Rocío Luna Urdaibay: La danza como herramienta de transformación en Michoacán
La reconocida coreógrafa y docente, Rocío Luna Urdaibay, ha sido galardonada con la Presea “Vasco de Quiroga” por su contribución a la danza contemporánea en Morelia. Este reconocimiento no solo subraya su dedicación, sino que resalta la importancia de la danza en el crecimiento cultural de Michoacán. La labor de Luna está guiada por una premisa fundamental: «El cuerpo no miente», un enfoque que invita a los ciudadanos a conocerse y conectarse con su esencia mediante el arte del movimiento.
A lo largo de su carrera, Luna ha creado más de sesenta obras que han dejado huella en festivales internacionales, abren un diálogo entre el público y la danza. Desde 1999, su trayectoria se ha entrelazado con la Universidad Michoacana de San Nicolás de Hidalgo (UMSNH), donde guía las futuras generaciones de artistas de la región. Este nuevo reconocimiento llega en un momento en que la danza contemporánea está finalmente ganando visibilidad dentro de las instituciones educativas, un logro que la coreógrafa ha luchado por lograr durante años.
Con 51 años, Luna recuerda sus inicios en la Casa de la Cultura de Morelia, donde descubrió el placentero vínculo entre música y movimiento, un recuerdo que ha definido su carrera. Su pasión por la pedagogía la llevó a crear experiencias de aprendizaje que transforman a los estudiantes en artistas integrales, capaz de conectar con el público desde su autenticidad.
Su estilo de danza contemporánea desafía las normas tradicionales. A diferencia de las disciplinas que exigen control absoluto del cuerpo, Luna promueve la improvisación y la autenticidad, permitiendo que el movimiento surja de las emociones y las experiencias individuales. Para ella, cada bailarín posee el poder de crear, y su trabajo busca empoderar a cada individuo a explorar su propio potencial y expresividad.
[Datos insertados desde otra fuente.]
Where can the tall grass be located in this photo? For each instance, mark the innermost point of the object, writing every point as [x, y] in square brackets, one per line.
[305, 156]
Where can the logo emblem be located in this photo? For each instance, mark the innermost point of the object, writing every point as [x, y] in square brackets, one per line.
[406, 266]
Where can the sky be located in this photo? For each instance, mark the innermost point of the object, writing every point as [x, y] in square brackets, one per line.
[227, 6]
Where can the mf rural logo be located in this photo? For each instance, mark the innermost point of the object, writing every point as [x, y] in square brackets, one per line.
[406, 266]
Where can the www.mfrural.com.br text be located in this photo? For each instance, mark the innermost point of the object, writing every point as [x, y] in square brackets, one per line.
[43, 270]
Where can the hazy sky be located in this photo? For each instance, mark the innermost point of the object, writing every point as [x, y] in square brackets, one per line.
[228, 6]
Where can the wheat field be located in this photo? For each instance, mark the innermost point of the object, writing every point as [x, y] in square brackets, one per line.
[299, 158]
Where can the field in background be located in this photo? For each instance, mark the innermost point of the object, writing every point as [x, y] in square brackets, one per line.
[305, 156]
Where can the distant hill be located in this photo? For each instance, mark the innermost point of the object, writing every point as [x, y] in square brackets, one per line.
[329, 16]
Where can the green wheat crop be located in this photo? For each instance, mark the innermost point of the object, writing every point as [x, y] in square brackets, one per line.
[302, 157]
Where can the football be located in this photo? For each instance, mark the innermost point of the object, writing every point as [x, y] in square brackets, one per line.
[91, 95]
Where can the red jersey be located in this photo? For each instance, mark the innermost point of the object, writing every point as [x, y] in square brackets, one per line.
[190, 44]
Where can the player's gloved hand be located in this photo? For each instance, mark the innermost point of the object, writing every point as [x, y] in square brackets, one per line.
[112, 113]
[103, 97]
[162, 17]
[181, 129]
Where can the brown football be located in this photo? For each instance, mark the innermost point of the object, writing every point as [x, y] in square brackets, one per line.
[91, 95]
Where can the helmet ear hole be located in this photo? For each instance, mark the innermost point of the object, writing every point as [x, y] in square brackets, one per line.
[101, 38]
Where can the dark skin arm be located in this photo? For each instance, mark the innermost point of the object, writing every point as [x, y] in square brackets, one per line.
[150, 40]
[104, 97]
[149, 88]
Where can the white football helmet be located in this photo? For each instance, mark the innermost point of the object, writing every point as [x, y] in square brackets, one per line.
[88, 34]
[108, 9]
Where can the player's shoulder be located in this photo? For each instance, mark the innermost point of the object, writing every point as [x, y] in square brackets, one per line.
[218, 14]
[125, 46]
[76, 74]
Luna también ha abierto vías en la investigación sobre la danza en Morelia, resaltando la necesidad de documentar las prácticas y creadores locales. Sostiene que la danza tiene el poder de detener la urgencia de la vida moderna y fomentar una conexión más profunda con uno mismo y con los demás.
Su más reciente proyecto, «Mirasoles en Otoño», busca involucrar al espectador como un participante activo, rompiendo las barreras entre el artista y el público. Este enfoque busca rescatar la esencia de la danza como una experiencia colectiva, especialmente para mujeres, promoviendo la agencia corporal y la autodefinición.
Rocío Luna se posiciona como un pilar cultural en el corazón de Michoacán. La Presea “Vasco de Quiroga” es un reflejo de su compromiso con el arte y su convicción de que la danza es esencial para la transformación social. Su legado no solo reside en sus obras, sino también en la pasión que infunde a cada estudiante y comunidad que toca, recordándonos que el arte no es solo una forma de expresión, sino una herramienta para el cambio.